A NovelBy Castle Freeman

HarperCollins Publishers, Inc.

Copyright © 2009 Castle Freeman
All right reserved.

ISBN: 9780061671852

Chapter One

Early Risers

Midsummer: The long days begin in bright, rising mist and never end. Their hours stretch, they stretch. They stretch to hold everything you can shove into them; they'll take whatever you've got. Action, no action, good ideas, bad ideas, talk, love, trouble, every kind of lie — they'll hold them all. Work? No. Nobody works any longer. To be sure, they did. The farmers worked. The midsummer days were the best working time of the year for the farmers, but the farmers are gone. They worked, they built, but they're gone. Who's next?

Sheriff Ripley Wingate, an early riser, turned off the road and into the lot behind the courthouse. Not yet seven. The morning fog still hung to the ground, a heavy gray curtain. It shifted, wavered, passed in woolly swags and swirls, parted. Nearly hidden in the mist, in a corner of the lot, another vehicle, a little car, empty.
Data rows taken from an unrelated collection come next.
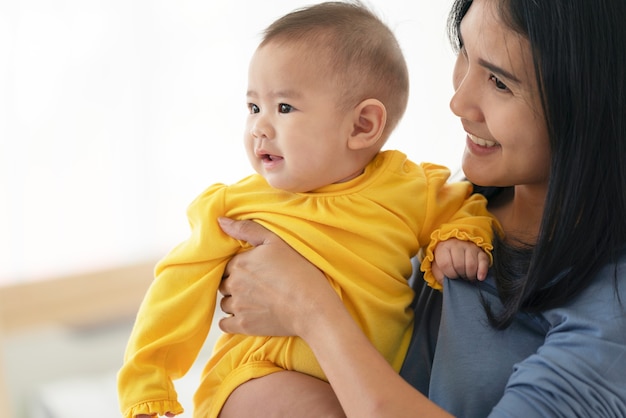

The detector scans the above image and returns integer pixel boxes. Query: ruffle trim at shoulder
[124,400,184,418]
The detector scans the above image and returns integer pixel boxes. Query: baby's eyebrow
[246,89,302,99]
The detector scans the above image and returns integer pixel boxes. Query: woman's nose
[450,63,483,121]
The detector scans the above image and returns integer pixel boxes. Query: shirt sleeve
[487,268,626,418]
[420,163,497,290]
[118,185,241,418]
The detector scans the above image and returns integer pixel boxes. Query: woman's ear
[348,99,387,150]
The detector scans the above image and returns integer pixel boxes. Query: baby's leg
[220,371,346,418]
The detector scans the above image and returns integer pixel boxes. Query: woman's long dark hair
[448,0,626,328]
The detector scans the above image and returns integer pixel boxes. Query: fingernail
[217,216,233,225]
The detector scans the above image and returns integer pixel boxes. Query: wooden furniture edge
[0,262,156,336]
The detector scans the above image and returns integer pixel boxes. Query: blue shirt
[401,258,626,418]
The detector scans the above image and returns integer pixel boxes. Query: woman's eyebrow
[478,58,521,84]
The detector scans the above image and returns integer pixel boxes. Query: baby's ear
[348,99,387,150]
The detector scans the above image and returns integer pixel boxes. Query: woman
[216,0,626,417]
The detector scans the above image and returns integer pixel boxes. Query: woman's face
[450,0,550,191]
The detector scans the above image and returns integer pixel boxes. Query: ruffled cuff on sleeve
[124,400,184,418]
[420,228,493,290]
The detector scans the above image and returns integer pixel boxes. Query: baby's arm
[431,238,490,284]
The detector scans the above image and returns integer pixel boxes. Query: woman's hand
[219,218,341,336]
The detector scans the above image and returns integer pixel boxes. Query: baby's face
[244,42,361,192]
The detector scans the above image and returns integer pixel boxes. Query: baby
[118,2,492,418]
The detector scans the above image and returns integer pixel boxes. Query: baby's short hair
[260,1,409,139]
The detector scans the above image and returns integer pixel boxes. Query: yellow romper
[118,151,492,418]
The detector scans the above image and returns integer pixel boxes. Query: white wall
[0,0,463,283]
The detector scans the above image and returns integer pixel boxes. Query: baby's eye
[489,75,509,91]
[278,103,293,113]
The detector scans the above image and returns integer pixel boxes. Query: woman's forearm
[299,298,450,418]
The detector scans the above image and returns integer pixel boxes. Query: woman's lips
[467,134,498,148]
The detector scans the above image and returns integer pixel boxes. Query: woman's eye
[278,103,293,113]
[489,75,509,91]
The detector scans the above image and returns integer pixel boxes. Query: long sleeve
[118,185,241,418]
[428,257,626,418]
[420,163,497,290]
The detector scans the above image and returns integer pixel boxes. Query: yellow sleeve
[420,163,495,290]
[118,185,241,418]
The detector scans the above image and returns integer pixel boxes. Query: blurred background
[0,0,464,418]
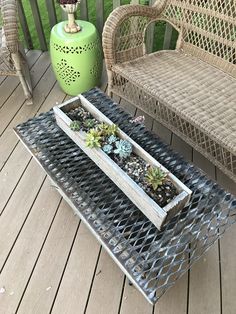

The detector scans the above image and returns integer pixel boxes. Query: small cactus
[102,144,113,155]
[70,120,81,131]
[84,119,95,129]
[107,135,118,144]
[107,124,118,136]
[145,167,167,191]
[86,129,102,148]
[114,140,132,159]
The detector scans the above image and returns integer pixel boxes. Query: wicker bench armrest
[102,0,167,70]
[1,0,18,53]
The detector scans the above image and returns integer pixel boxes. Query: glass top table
[15,88,236,304]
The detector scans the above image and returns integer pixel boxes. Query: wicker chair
[103,0,236,181]
[0,0,32,103]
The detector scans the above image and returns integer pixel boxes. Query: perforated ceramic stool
[50,21,102,96]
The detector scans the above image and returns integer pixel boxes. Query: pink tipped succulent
[58,0,81,33]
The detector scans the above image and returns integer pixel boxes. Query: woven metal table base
[15,89,236,303]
The sheriff parked his truck in his spot near the court building and walked across the lot to the car, an Escort with its rear window partly broken out and covered with a plastic sheet and tape. He approached the passenger's side and bent to look inside the car. Not empty. A young woman was curled up in the driver's seat, asleep. Her knees were pulled up behind the steering wheel; her head rested against the window. On the passenger's seat beside her was a kitchen knife with a blade maybe four inches long, and in the rear seat a furry bundle the sheriff couldn't quite make out. He tapped lightly on the window.
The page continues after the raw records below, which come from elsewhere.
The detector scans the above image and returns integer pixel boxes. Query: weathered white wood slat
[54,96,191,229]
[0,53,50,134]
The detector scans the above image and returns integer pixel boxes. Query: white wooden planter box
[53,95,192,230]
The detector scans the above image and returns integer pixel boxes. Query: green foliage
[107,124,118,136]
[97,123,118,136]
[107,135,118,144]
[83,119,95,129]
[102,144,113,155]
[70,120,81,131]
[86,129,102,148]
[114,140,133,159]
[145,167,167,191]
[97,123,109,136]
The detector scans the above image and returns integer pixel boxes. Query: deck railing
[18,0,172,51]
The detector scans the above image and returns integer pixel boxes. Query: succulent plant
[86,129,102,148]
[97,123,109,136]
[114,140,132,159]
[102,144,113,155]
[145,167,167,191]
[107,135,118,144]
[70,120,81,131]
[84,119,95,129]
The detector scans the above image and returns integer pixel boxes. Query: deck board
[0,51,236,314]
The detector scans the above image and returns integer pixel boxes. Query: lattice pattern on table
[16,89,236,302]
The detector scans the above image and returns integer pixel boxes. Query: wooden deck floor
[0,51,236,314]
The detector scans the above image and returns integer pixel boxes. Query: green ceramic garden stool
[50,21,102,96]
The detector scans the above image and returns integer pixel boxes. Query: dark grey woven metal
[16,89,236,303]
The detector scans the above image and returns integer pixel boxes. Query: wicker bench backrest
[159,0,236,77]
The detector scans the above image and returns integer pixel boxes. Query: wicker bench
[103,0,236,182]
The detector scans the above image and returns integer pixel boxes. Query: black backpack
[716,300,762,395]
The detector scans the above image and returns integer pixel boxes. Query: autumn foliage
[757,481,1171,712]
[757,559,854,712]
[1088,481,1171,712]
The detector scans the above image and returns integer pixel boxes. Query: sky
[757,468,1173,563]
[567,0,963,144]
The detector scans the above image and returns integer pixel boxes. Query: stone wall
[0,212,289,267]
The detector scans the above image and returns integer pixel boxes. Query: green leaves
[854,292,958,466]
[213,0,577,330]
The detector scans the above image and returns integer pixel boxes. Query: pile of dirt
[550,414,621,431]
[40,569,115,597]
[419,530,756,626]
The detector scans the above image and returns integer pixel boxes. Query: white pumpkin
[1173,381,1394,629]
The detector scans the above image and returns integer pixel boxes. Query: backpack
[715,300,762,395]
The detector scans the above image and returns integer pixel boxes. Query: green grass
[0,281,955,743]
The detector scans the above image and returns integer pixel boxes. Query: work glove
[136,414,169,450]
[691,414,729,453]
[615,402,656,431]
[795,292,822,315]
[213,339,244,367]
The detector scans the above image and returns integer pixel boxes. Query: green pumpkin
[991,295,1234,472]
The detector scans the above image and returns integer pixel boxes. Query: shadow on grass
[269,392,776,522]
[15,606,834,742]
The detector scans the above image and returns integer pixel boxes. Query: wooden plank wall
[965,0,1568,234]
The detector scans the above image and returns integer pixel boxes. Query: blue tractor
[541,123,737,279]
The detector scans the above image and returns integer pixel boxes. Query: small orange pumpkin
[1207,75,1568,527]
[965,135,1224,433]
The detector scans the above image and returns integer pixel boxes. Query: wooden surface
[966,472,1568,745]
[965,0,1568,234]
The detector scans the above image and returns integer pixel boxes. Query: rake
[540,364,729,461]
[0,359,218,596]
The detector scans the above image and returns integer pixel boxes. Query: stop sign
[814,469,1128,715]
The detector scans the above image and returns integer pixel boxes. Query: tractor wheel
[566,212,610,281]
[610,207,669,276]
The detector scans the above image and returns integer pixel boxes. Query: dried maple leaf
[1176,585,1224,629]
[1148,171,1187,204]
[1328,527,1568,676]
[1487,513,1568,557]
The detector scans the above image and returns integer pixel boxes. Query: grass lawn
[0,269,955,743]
The sleeping woman opened her eyes. She looked around her, then saw the sheriff at the window. She started. She drew back against her door, watching him. Her right hand went to the little knife on the seat beside her.

"Help you?" Sheriff Wingate asked her.

"I'm waiting for the sheriff," the young woman said.

"What?"

"I'm waiting for the sheriff," the young woman said again, louder, to be heard through the closed windows of the little car.

"I'm the sheriff."

"You are?"

"Why don't you come on inside?" the sheriff said. He nodded toward the courthouse.
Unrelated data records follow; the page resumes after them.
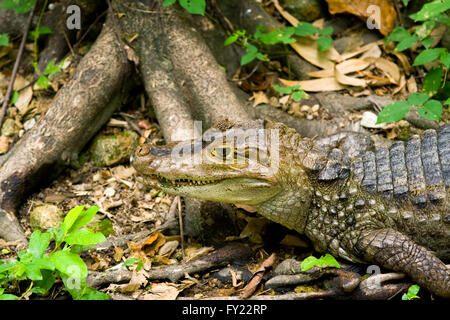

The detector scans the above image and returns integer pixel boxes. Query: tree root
[38,0,102,72]
[0,13,128,241]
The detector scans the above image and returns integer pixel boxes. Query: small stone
[23,118,36,131]
[355,199,365,209]
[30,204,64,231]
[103,187,116,197]
[2,118,20,137]
[91,130,139,167]
[311,104,320,112]
[158,240,179,257]
[0,136,11,154]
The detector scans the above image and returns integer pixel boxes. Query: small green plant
[0,0,36,13]
[32,59,66,89]
[273,85,306,102]
[301,253,341,271]
[0,33,9,47]
[224,22,333,65]
[377,0,450,123]
[163,0,206,15]
[0,205,110,300]
[28,26,52,41]
[402,284,420,300]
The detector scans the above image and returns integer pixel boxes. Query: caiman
[131,120,450,298]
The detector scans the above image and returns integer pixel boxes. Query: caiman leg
[356,229,450,298]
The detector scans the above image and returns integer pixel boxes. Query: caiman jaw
[141,174,222,188]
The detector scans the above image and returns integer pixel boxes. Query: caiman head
[131,120,312,231]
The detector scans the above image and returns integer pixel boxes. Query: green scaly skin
[131,120,450,298]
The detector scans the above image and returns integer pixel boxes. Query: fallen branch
[87,243,252,287]
[240,253,276,299]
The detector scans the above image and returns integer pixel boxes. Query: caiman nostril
[136,144,150,157]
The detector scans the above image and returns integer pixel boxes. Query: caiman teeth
[148,174,218,186]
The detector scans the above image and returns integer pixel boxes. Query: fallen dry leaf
[142,283,181,300]
[334,68,367,88]
[374,58,400,84]
[326,0,397,36]
[250,91,269,107]
[406,76,417,93]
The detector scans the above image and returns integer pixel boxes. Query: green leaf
[69,206,100,232]
[410,0,450,21]
[44,59,61,75]
[50,251,88,279]
[395,34,419,52]
[292,90,306,102]
[77,287,111,300]
[319,26,334,36]
[402,284,420,300]
[294,21,319,37]
[61,275,88,300]
[439,52,450,69]
[33,257,55,271]
[0,262,16,273]
[413,48,445,66]
[0,0,36,13]
[163,0,177,7]
[317,36,333,51]
[319,253,341,268]
[414,21,436,40]
[241,44,258,66]
[254,26,295,45]
[376,101,411,124]
[36,76,48,89]
[29,230,52,258]
[29,26,52,40]
[64,229,106,245]
[24,263,42,281]
[9,90,19,104]
[385,27,411,42]
[420,36,434,49]
[0,33,9,47]
[408,92,430,106]
[61,205,85,234]
[422,66,443,95]
[178,0,206,15]
[48,226,65,243]
[223,33,239,46]
[300,256,319,271]
[31,270,56,295]
[417,100,442,120]
[273,84,294,94]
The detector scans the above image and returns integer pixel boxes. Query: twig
[394,0,404,27]
[0,1,37,127]
[174,196,184,260]
[241,253,275,299]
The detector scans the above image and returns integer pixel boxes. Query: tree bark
[0,13,128,241]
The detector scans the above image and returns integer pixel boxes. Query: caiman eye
[211,147,233,160]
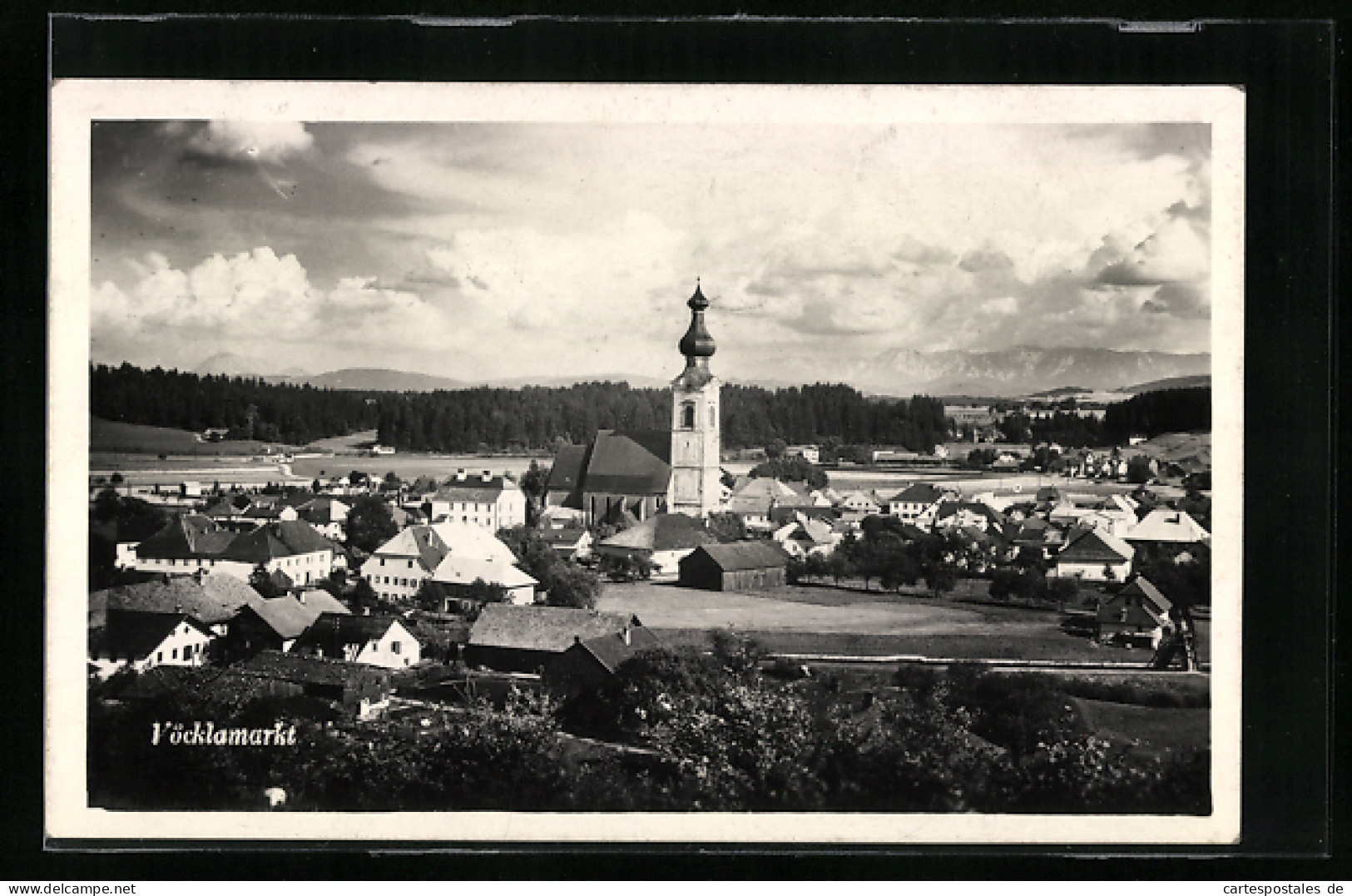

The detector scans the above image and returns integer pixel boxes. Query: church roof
[582,430,672,495]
The young woman made no move to leave the car, but she leaned across the seat and rolled the passenger's window down a couple of inches.

"You don't have a uniform," she said.

"No," the sheriff said. He straightened and turned to start back to the courthouse.

"How do I know you're the sheriff?"

"I don't know what to tell you," the sheriff said. "You can sit out here long as you want. Maybe another sheriff will come along."

"Wait," said the young woman. She uncurled herself from the seat, opened the door, and stood beside her car. She was tall and wore her brown hair long, very long, in a soft fall that hung down her back past her shoulder blades. The sheriff watched her. She didn't look drunk, she didn't act drunk, she didn't smell drunk. She closed the car door and looked across its roof at him.

"All right," she said.

The sheriff waited for her, letting her go ahead of him.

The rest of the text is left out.